Look you, these are the stops.

The stops.
Of course the stops.
The breath goes through the people
Flowing out through all the holes –
Making the notes it was made to make –
But then with a finger
You stop the breath there,
Forcing it to exit elsewhere.
The action always is the breath
Covering the holes or ventages or stops
Is like massaging the breath
Moving it around, sending it to new places,
Shifting sound with breath
Through the stops and releases

Give it breath with your mouth; and it will discourse most eloquent music.

There’s nothing specifically erotic about this passage in the play but this sentence, out of context, has several erotic elements. Mouths, breath and music generally call to mind sensual pleasures. Eloquent music strokes the ear like a lover strokes the skin. In the right mouth, breath can be enough to stoke the amorous fires. Mouth, breath, music. Say this line right and it could be a seduction.

Govern these ventages with your fingers and thumb;

It is funny when we distinguish the thumb from the fingers – I mean, it is one of the five. There isn’t always a good reason for it – but in this case – Hamlet’s right, when you play the recorder, your thumb does something quite different from the other fingers. Look at this – Hamlet and Shakespeare giving ACTUAL instruction on recorder playing.
Of course – if this were the only instruction you had for how to play the recorder, you probably wouldn’t get very far.

Ventages is a fun word for holes, though.

It is as easy as lying.

The This American Life story about a guy who’d been raised to be 100% honest ended up demonstrating what a lot of value there is in lying. This guy basically had to learn how to lie or perhaps even more importantly, to not tell the truth all the time.

I was struck by the way he learned that total honesty was essentially selfish – that it meant he was not considering how others might feel when he expressed himself. And that’s what it can be – expressing one’s self – without much attention on how one’s self might impact another.

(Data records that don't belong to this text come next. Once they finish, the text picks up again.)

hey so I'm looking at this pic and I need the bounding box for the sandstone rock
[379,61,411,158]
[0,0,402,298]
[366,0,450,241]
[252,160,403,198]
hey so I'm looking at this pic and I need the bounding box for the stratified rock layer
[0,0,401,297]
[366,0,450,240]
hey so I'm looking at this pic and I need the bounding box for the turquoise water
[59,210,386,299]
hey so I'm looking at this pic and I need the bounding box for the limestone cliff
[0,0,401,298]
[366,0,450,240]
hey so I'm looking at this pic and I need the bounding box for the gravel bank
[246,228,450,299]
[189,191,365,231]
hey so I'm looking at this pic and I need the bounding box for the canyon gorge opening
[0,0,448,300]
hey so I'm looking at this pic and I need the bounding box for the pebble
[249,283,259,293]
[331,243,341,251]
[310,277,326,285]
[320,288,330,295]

Every “honest” person I’ve ever met proves this theory. The people who regularly defend their cruelty with “I’m just being honest” are habitually unconcerned with other people’s feelings. It presumes a kind of moral high ground, a superiority over the poor thin skinned other who just can’t handle the truth.
And certainly at some point honesty is more important than feelings – but the reverse is also true – and this guy’s journey makes that clear.

For some lying is easy. For some honest is easier. Depends on your bias toward your own truth or other people’s feelings.

I do beseech you.

Origins of “beseech”?
This is one of those phrases that has, after so many years with Shakespeare, become to familiar to me, I barely notice it when it turns up in a play. I forget, sometimes, that its meaning might not be immediately obvious to a new Shakespeare reader. It’s one of those that most people can work out from context, with a little time and attention, but it can slow down some readers.

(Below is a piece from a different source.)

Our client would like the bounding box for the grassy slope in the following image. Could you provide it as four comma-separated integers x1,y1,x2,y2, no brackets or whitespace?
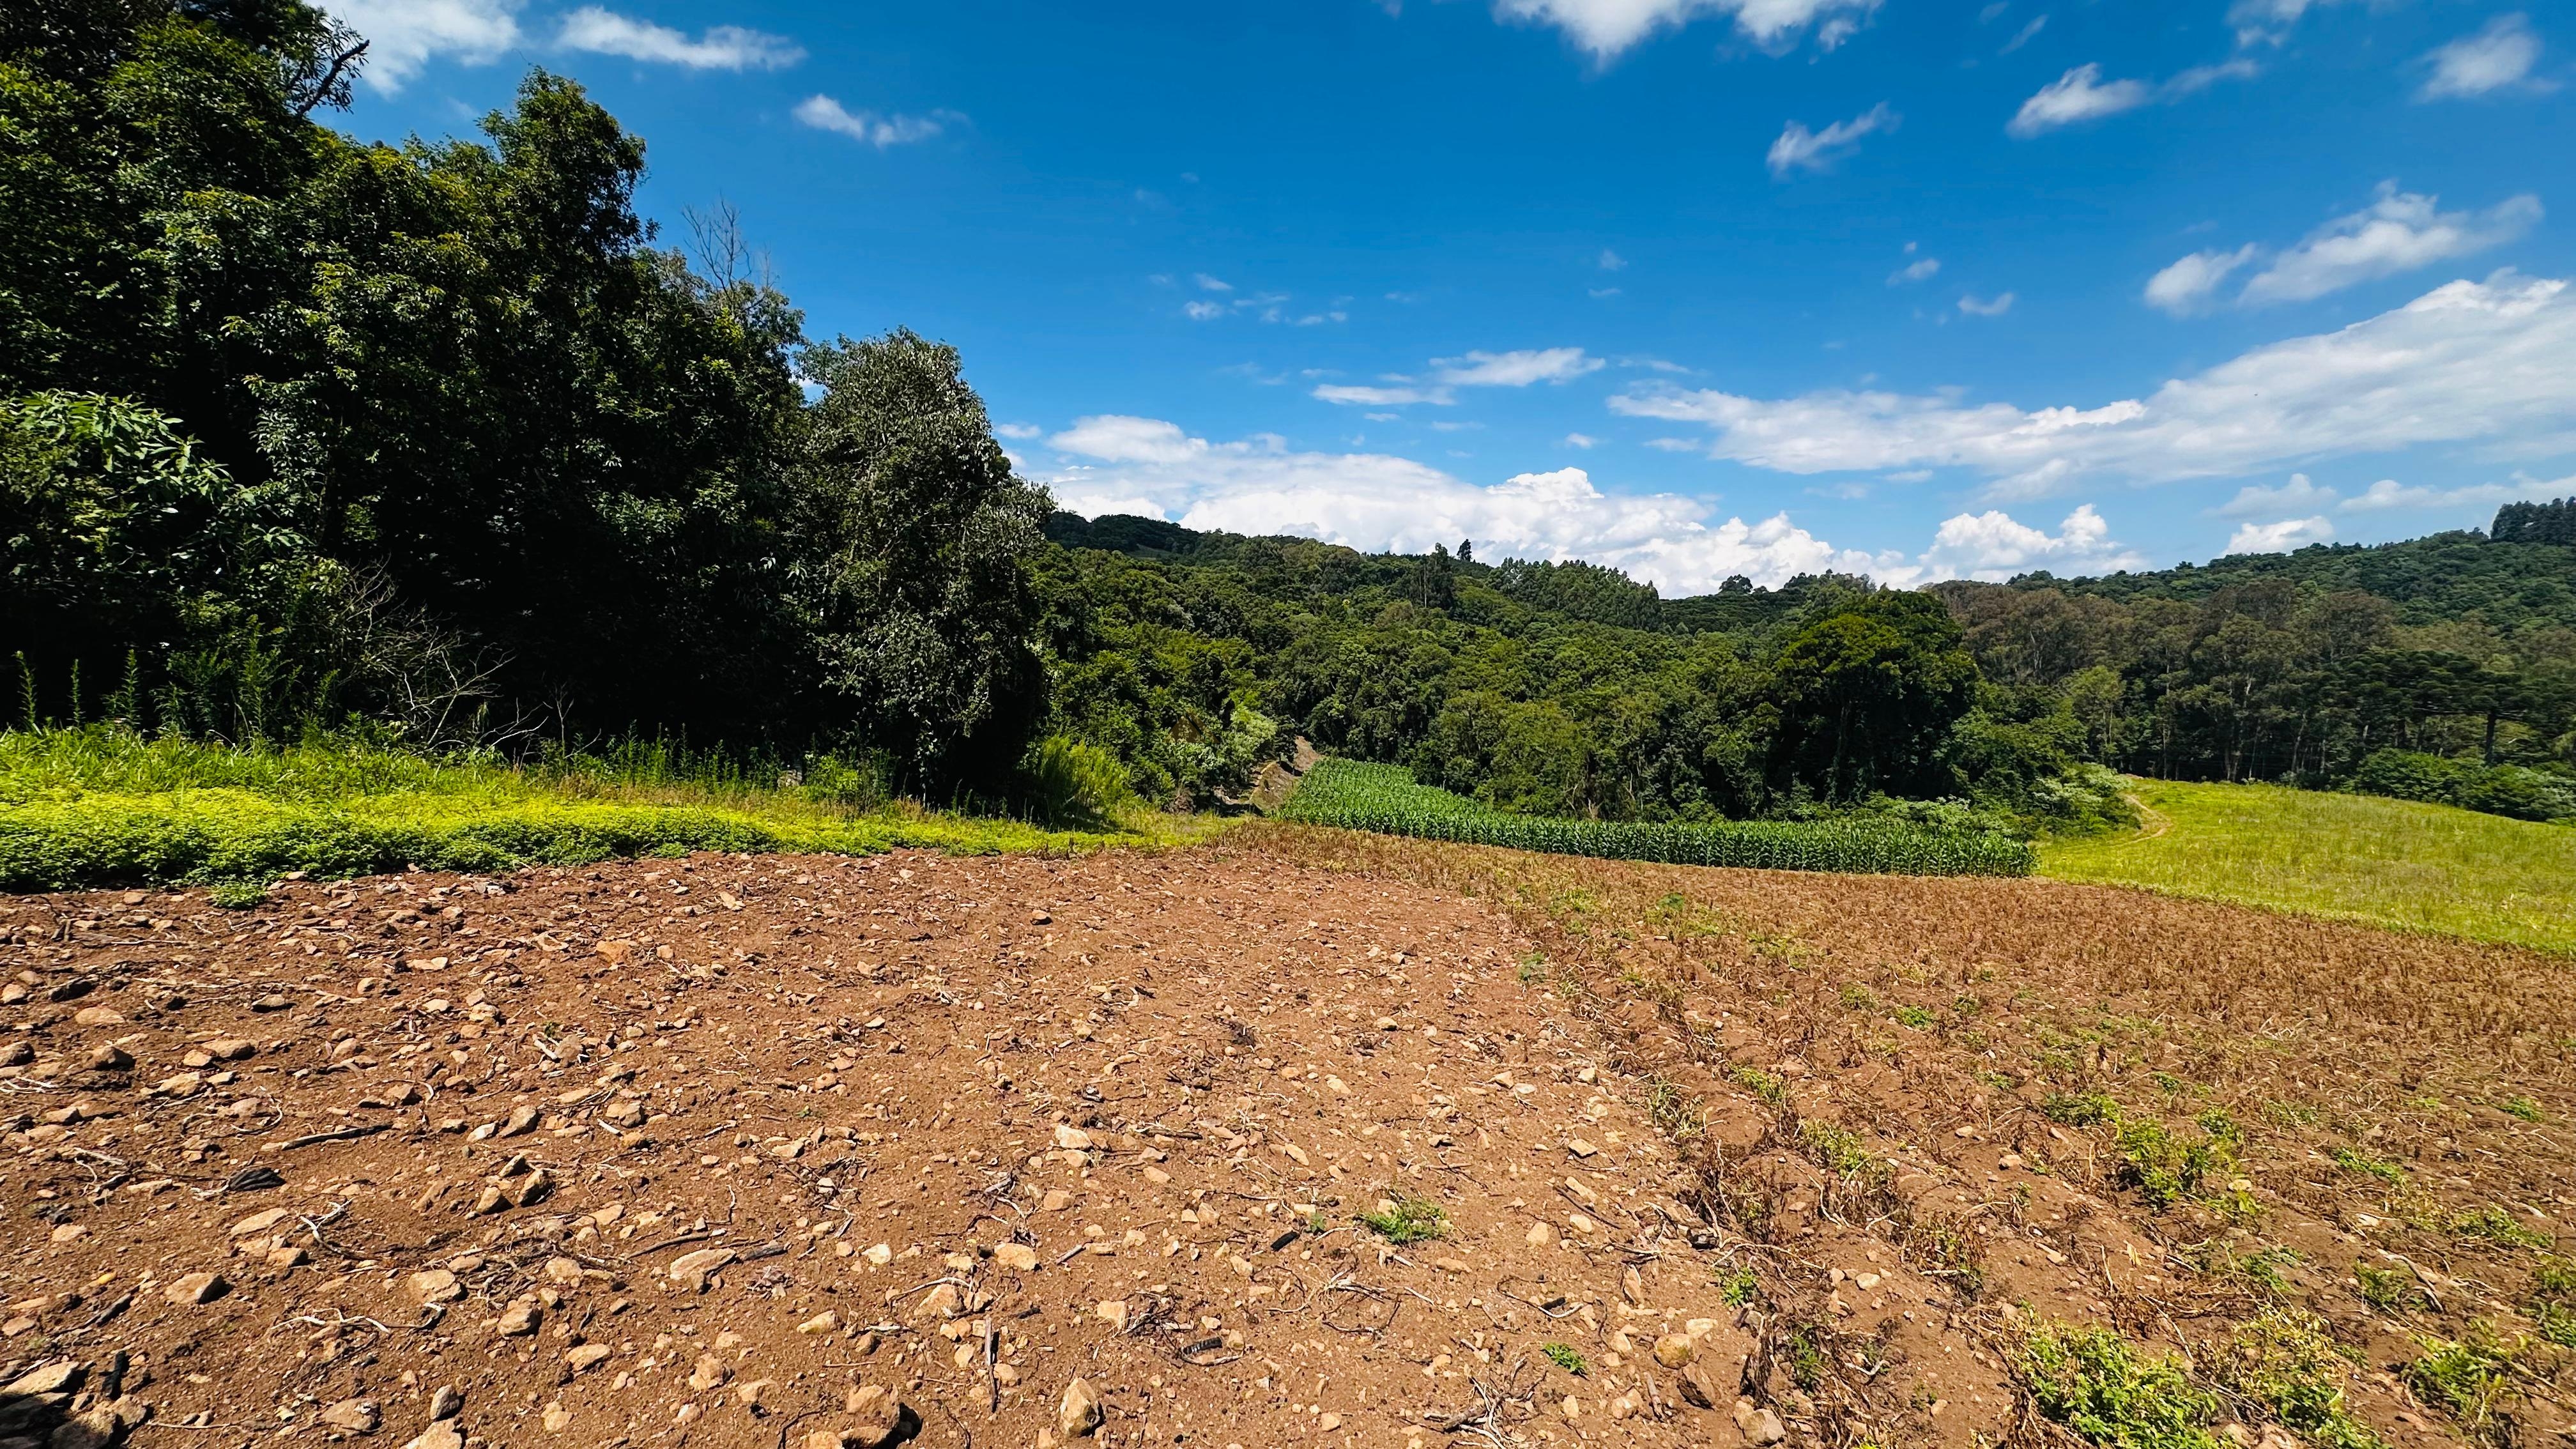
0,729,1191,889
2041,778,2576,955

Sometimes in reading something with fresh readers, I’m called upon to explain things like this that have become so familiar to me, I ‘ve forgotten details I once knew about them.

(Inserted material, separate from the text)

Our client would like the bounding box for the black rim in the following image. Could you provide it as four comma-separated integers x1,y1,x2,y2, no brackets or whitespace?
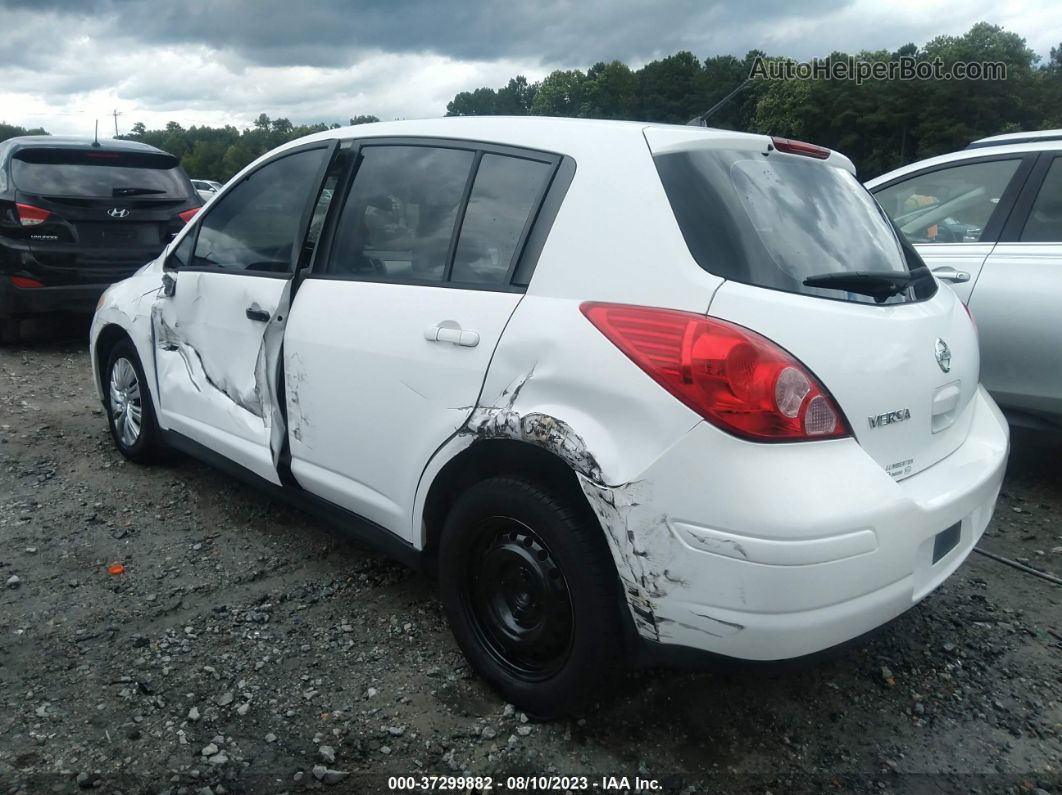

This happened with the word “Marry” the other day – as in, “Marry, sir” as in. . .a word that doesn’t mean what we THINK it means in that context. I found myself struggling to find an appropriate paraphrase. I went with “By gum” and “By George” but after sleeping on it, I realized, “You see” would be a better equivalency.

In this case – beseech has a nice direct corollary in Beg or Implore – but it does make me curious about where it comes from.